Doo A Ram, Shin Yu Seob, Choi Jin-Wook, Yoo Seonwoo, Kang Sehrin, Son Ji-Seon
Department of Anesthesiology and Pain Medicine, Chonbuk National University Medical School, Jeonju, South Korea.
Research Institute of Clinical Medicine of Chonbuk National University-Biomedical Research Institute of Chonbuk National University Hospital, Jeonju, South Korea,
J Pain Res. 2019 May 17;12:1615-1619. doi: 10.2147/JPR.S178640. eCollection 2019.
Combined spinal-epidural (CSE) anesthesia is a widely used neuraxial anesthetic technique. In clinical practice, failed dural puncture during needle-through-needle technique occasionally occurs, with incidence of 5%-29%. We radiologically evaluated four cases of failed dural puncture during needle-through-needle CSE anesthesia.
Four patients received CSE anesthesia for elective orthopedic surgery. CSE procedures were performed in the same manner using a CSE device for needle-through-needle technique. An epidural needle was inserted in midline at L4/5 interspaces using loss of resistance to air whilst patients lay in the lateral decubitus position. The spinal needle was then inserted through the epidural needle for subarachnoid block, however, negative cerebrospinal flow was identified. Subsequently, radiographic imaging using C-arm fluoroscopy was performed to evaluate the status of needles. We found that epidural needles were considerably deviated from the midline, while spinal needles exited epidural needles, not through back holes, but through the Tuohy curve in three patients. In one patient, when the spinal needle was inserted to 12 mm, the anesthesiologist felt the needle touching the bony structure. The spinal needle was in contact with the superior articular process of the fifth lumbar vertebra, which was confirmed by C-arm radiography.

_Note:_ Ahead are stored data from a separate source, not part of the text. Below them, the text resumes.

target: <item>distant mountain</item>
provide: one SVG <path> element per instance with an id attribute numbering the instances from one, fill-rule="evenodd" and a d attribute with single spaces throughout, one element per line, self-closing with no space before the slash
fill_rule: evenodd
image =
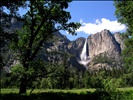
<path id="1" fill-rule="evenodd" d="M 86 67 L 87 69 L 98 70 L 99 68 L 120 68 L 122 67 L 121 51 L 124 48 L 120 33 L 112 34 L 109 30 L 103 30 L 87 38 L 87 54 L 91 60 Z M 69 64 L 73 67 L 81 65 L 78 61 L 85 44 L 85 38 L 78 38 L 75 41 L 69 41 L 60 32 L 56 32 L 53 41 L 47 47 L 48 52 L 66 52 L 72 55 L 73 59 L 69 59 Z M 46 45 L 47 46 L 47 45 Z M 45 53 L 44 53 L 45 54 Z M 46 58 L 49 58 L 47 56 Z M 49 61 L 61 61 L 61 56 L 49 58 Z M 71 58 L 71 57 L 70 57 Z M 74 61 L 74 62 L 73 62 Z M 73 63 L 73 64 L 71 64 Z M 83 65 L 81 65 L 83 66 Z M 78 67 L 79 68 L 79 67 Z"/>
<path id="2" fill-rule="evenodd" d="M 52 39 L 44 43 L 39 57 L 47 62 L 62 64 L 64 54 L 66 54 L 68 67 L 85 70 L 85 67 L 78 62 L 84 40 L 84 38 L 79 38 L 76 41 L 70 41 L 60 32 L 56 32 Z"/>
<path id="3" fill-rule="evenodd" d="M 122 67 L 121 52 L 124 43 L 120 37 L 120 33 L 111 34 L 106 29 L 90 35 L 87 39 L 92 61 L 88 66 L 91 69 Z"/>
<path id="4" fill-rule="evenodd" d="M 6 24 L 11 25 L 11 27 L 10 29 L 4 27 L 6 32 L 11 32 L 14 28 L 21 28 L 21 21 L 17 21 L 14 18 L 8 20 L 9 22 Z M 4 18 L 1 20 L 2 23 L 5 25 Z M 78 70 L 122 67 L 121 52 L 124 49 L 124 42 L 118 32 L 112 34 L 109 30 L 104 29 L 87 38 L 86 54 L 90 60 L 87 65 L 79 63 L 85 38 L 80 37 L 74 41 L 70 41 L 60 32 L 53 34 L 53 38 L 49 41 L 44 41 L 43 49 L 38 55 L 44 61 L 61 64 L 66 53 L 68 67 L 76 67 Z"/>

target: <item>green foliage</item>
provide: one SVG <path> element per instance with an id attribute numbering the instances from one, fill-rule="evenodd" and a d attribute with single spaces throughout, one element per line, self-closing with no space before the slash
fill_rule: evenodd
<path id="1" fill-rule="evenodd" d="M 15 30 L 15 36 L 10 43 L 11 49 L 18 54 L 17 57 L 21 64 L 21 67 L 15 67 L 16 69 L 12 70 L 20 72 L 19 75 L 21 74 L 20 93 L 26 92 L 26 87 L 30 81 L 49 74 L 44 68 L 45 64 L 37 57 L 44 42 L 50 40 L 53 33 L 59 30 L 66 30 L 70 34 L 76 35 L 75 31 L 81 26 L 80 23 L 68 23 L 71 15 L 66 9 L 70 2 L 71 0 L 30 0 L 28 2 L 24 0 L 19 3 L 14 1 L 2 3 L 1 7 L 7 7 L 10 11 L 9 15 L 15 18 L 20 17 L 20 12 L 17 12 L 19 7 L 27 9 L 27 13 L 20 18 L 23 26 L 21 29 Z M 12 9 L 10 6 L 13 6 Z"/>
<path id="2" fill-rule="evenodd" d="M 104 99 L 115 100 L 114 98 L 118 98 L 119 100 L 121 98 L 120 95 L 124 95 L 124 93 L 119 94 L 118 91 L 114 91 L 116 90 L 116 87 L 133 85 L 132 2 L 115 1 L 115 6 L 117 8 L 116 15 L 118 20 L 122 23 L 125 23 L 128 26 L 127 32 L 124 34 L 124 36 L 126 37 L 125 38 L 126 48 L 123 51 L 123 55 L 124 55 L 125 66 L 127 66 L 128 68 L 127 72 L 130 73 L 125 75 L 123 75 L 123 73 L 125 72 L 120 69 L 112 69 L 112 70 L 102 69 L 96 72 L 89 72 L 89 71 L 78 72 L 77 69 L 70 68 L 67 65 L 67 59 L 72 55 L 62 52 L 54 51 L 50 53 L 50 55 L 60 54 L 63 56 L 62 59 L 63 63 L 61 65 L 46 63 L 38 57 L 38 54 L 40 53 L 39 51 L 45 49 L 43 48 L 44 42 L 51 43 L 58 39 L 57 37 L 53 37 L 53 32 L 59 30 L 66 30 L 70 32 L 70 34 L 76 35 L 75 30 L 80 27 L 80 24 L 73 22 L 68 23 L 68 21 L 71 19 L 71 15 L 70 12 L 67 12 L 65 10 L 70 2 L 71 2 L 70 0 L 65 0 L 65 1 L 30 0 L 29 3 L 26 3 L 25 1 L 20 1 L 20 4 L 18 2 L 16 3 L 2 2 L 2 5 L 0 5 L 1 7 L 6 6 L 7 8 L 9 8 L 9 10 L 12 10 L 9 13 L 9 15 L 12 15 L 13 17 L 21 19 L 23 21 L 22 28 L 14 31 L 14 35 L 10 39 L 11 43 L 9 42 L 10 47 L 13 50 L 13 53 L 8 52 L 9 55 L 16 54 L 17 58 L 20 61 L 20 65 L 16 65 L 13 67 L 11 72 L 12 77 L 10 77 L 10 75 L 8 78 L 5 78 L 4 75 L 2 76 L 2 81 L 1 81 L 2 87 L 6 88 L 14 86 L 18 87 L 20 85 L 20 90 L 22 90 L 20 91 L 20 93 L 26 92 L 26 88 L 30 89 L 32 88 L 32 90 L 34 88 L 50 88 L 50 89 L 96 88 L 97 91 L 94 94 L 92 94 L 94 98 L 97 99 L 102 98 L 102 100 Z M 26 7 L 26 5 L 29 8 L 29 10 L 25 15 L 19 18 L 20 16 L 17 15 L 16 13 L 17 9 L 20 6 Z M 4 32 L 1 27 L 0 30 L 3 35 Z M 6 34 L 2 37 L 9 37 L 9 34 Z M 2 41 L 2 43 L 3 43 L 2 45 L 5 44 L 4 41 Z M 9 45 L 6 46 L 8 47 Z M 5 60 L 8 60 L 7 59 L 8 53 L 4 52 L 6 58 Z M 1 57 L 2 66 L 4 66 L 3 58 L 4 56 L 2 55 Z M 94 58 L 94 61 L 95 64 L 97 63 L 112 64 L 112 62 L 114 62 L 113 59 L 109 59 L 107 56 L 102 54 Z M 57 67 L 58 69 L 56 69 Z M 16 84 L 14 83 L 14 81 L 16 82 Z M 20 84 L 18 84 L 19 82 Z M 115 92 L 116 94 L 118 93 L 118 95 L 115 95 L 115 93 L 112 92 Z M 53 95 L 54 94 L 52 94 L 52 96 Z M 84 95 L 84 93 L 82 93 L 81 95 Z M 67 98 L 66 95 L 63 96 L 64 96 L 63 99 Z M 85 98 L 88 96 L 90 96 L 89 93 L 87 96 L 85 96 Z M 71 99 L 71 96 L 68 99 Z"/>
<path id="3" fill-rule="evenodd" d="M 115 15 L 118 21 L 127 26 L 127 31 L 123 34 L 125 38 L 125 48 L 122 52 L 126 73 L 122 78 L 127 86 L 133 86 L 133 2 L 115 1 Z"/>
<path id="4" fill-rule="evenodd" d="M 133 91 L 117 91 L 117 92 L 87 92 L 87 93 L 72 93 L 72 92 L 44 92 L 33 94 L 0 94 L 1 100 L 132 100 Z"/>
<path id="5" fill-rule="evenodd" d="M 39 65 L 34 62 L 33 65 Z M 114 91 L 116 88 L 132 86 L 132 74 L 123 74 L 121 69 L 106 70 L 101 69 L 97 72 L 78 72 L 76 68 L 68 67 L 67 70 L 63 65 L 52 65 L 44 63 L 42 69 L 30 69 L 25 71 L 20 65 L 14 66 L 14 70 L 8 78 L 2 76 L 2 87 L 18 87 L 19 80 L 21 79 L 21 73 L 23 71 L 29 76 L 30 81 L 27 88 L 38 89 L 80 89 L 80 88 L 95 88 L 97 91 Z M 35 67 L 36 68 L 36 67 Z M 51 72 L 57 68 L 54 73 L 47 75 L 47 72 Z M 18 71 L 15 71 L 18 70 Z M 34 71 L 36 70 L 36 71 Z M 45 73 L 44 73 L 45 72 Z M 43 75 L 43 78 L 32 78 L 36 75 Z M 16 83 L 15 83 L 16 82 Z"/>
<path id="6" fill-rule="evenodd" d="M 132 73 L 133 71 L 133 2 L 132 1 L 115 1 L 114 6 L 116 7 L 115 15 L 119 22 L 127 26 L 127 31 L 124 35 L 125 49 L 123 50 L 124 65 L 126 66 L 127 72 Z"/>
<path id="7" fill-rule="evenodd" d="M 1 84 L 1 88 L 9 88 L 11 84 L 10 77 L 7 77 L 7 76 L 2 77 L 0 84 Z"/>
<path id="8" fill-rule="evenodd" d="M 125 74 L 122 79 L 126 86 L 133 86 L 133 73 Z"/>
<path id="9" fill-rule="evenodd" d="M 101 91 L 105 92 L 115 92 L 116 91 L 116 79 L 103 79 L 102 81 L 103 87 L 101 88 Z"/>
<path id="10" fill-rule="evenodd" d="M 106 53 L 103 53 L 103 54 L 101 53 L 98 56 L 95 56 L 93 58 L 93 62 L 95 64 L 98 64 L 98 63 L 107 63 L 107 64 L 111 65 L 114 62 L 114 60 L 109 58 L 109 57 L 107 57 Z"/>
<path id="11" fill-rule="evenodd" d="M 84 87 L 85 88 L 89 88 L 90 87 L 90 76 L 89 76 L 89 73 L 87 71 L 85 71 L 84 73 L 84 78 L 83 78 L 83 81 L 84 81 Z"/>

Excessive paramedian deviation of the epidural needle may affect dural puncture during needle-through-needle CSE technique. Moreover, wrong passage of the spinal needle through Tuohy curve instead of the back hole, may contribute to failure of dural puncture.
腰麻-硬膜外联合(CSE)麻醉是一种广泛应用的神经轴索麻醉技术。在临床实践中,针内针法硬膜穿刺失败偶尔会发生,发生率为5%-29%。我们对4例针内针法CSE麻醉硬膜穿刺失败的病例进行了影像学评估。
4例患者接受CSE麻醉进行择期骨科手术。使用针内针法CSE装置以相同方式进行CSE操作。患者侧卧位时,在L4/5间隙中线处插入硬膜外针,采用空气阻力消失法。然后将腰麻针经硬膜外针插入以进行蛛网膜下腔阻滞,但未引出脑脊液。随后,使用C形臂荧光透视进行影像学检查以评估针的位置。我们发现硬膜外针明显偏离中线,在3例患者中,腰麻针穿出硬膜外针时,不是通过侧孔,而是通过Tuohy针的弧度穿出。在1例患者中,当腰麻针插入12 mm时,麻醉医生感觉到针碰到了骨质结构。C形臂X线检查证实腰麻针与第五腰椎的上关节突接触。
硬膜外针旁正中过度偏移可能会影响针内针法CSE技术中的硬膜穿刺。此外,腰麻针错误地通过Tuohy针的弧度而非侧孔穿出,可能导致硬膜穿刺失败。